Traditional snake charming involves a venomous snake, typically a cobra or viper, being "charmed" by the music of a flute. The snake uncoils from a basket, rises and appears to sway as if hypnotized. Most snake charmers are street performers and can be found throughout India, Pakistan, northern Africa and parts of southern Asia.
The earliest accounts of snake charmers are from ancient Egypt. Healers and educated men learned about venomous snakes and treatment for snakebite and incorporated their knowledge into a form of entertainment. In early India, snake charmers were considered to be holy men.
Snake charming became well-known in Western society in the early 20th century. The government of India actively promoted the practice to draw tourists and private showings were often held overseas for the wealthy. In some ways, snake charming became symbolic of Indian culture to many Westerners.
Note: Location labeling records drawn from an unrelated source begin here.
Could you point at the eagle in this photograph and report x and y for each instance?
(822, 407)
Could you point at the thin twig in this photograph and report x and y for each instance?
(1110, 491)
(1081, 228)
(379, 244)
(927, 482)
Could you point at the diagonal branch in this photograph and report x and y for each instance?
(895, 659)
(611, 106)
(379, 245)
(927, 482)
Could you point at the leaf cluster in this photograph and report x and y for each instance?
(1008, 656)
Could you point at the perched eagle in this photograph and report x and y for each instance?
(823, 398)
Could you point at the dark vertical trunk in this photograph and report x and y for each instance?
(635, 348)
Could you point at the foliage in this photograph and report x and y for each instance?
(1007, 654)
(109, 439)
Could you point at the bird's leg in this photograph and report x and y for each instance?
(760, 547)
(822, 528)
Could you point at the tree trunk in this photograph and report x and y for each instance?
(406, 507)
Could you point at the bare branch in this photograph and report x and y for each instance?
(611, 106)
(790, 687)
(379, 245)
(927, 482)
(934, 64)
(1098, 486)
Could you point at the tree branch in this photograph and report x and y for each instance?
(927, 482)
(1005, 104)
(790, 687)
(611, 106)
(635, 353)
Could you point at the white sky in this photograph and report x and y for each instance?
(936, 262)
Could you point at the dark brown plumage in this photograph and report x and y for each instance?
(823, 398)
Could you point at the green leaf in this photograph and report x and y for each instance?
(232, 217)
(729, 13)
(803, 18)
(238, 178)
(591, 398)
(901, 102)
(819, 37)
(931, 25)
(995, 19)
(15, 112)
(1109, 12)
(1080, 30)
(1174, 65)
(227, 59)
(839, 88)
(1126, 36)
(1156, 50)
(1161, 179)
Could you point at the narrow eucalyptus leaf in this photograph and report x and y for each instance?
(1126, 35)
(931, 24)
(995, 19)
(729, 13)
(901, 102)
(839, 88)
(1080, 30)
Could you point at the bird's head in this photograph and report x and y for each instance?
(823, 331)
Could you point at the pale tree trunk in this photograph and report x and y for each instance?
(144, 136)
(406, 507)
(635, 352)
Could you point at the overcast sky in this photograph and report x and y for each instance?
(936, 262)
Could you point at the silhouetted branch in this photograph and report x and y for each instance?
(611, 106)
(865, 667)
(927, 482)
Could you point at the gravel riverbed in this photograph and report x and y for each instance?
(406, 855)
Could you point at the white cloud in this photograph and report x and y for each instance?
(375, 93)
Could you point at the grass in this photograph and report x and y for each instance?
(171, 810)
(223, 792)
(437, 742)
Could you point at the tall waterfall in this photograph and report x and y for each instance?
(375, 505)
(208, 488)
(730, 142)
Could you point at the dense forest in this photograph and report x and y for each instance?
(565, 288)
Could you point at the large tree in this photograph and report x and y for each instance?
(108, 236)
Snakes, particularly cobras, hold a special place in Hindu beliefs. Cobras were considered to be god-like creatures that should be treated with respect. Many depictions of Hindu gods show them being guarded by cobras.
In rural areas, snake charmers are considered to be healers and magicians and are sometimes asked to rid homes of snakes. Often, snake charming is an inherited occupation, passing from a father to his sons.
Aside from the traditional form of charming snakes with a flute, there are some common variations. Often the performer will kiss the top of the snake's head or put the snake's head in his mouth. Snake charmers also have been known to stage combats between cobras and mongooses. Almost any street performer who engages in performances involving live snakes could be termed a snake charmer.
It is widely believed that snakes are lulled into a complacent state by the music the snake charmer plays and that they are literally "dancing to the music." This is not actually the case. Snakes have very poor hearing and cannot hear the music. What is most likely happening is that the snake is reacting to the movements of the flute and slight vibrations in the ground. When the snake rises out of its basket, it is actually just going into its natural defensive posture.
The treatment of snakes used in snake charming has been questioned by several animal rights organizations. Snakes are often treated poorly by charmers and the snake's fangs or venom glands are often removed. In some cases, the snake's mouth is sown completely shut except for a small opening which allows its tongue to dart out. Snakes often die of starvation or infection. Many snake charmers go through several snakes a year.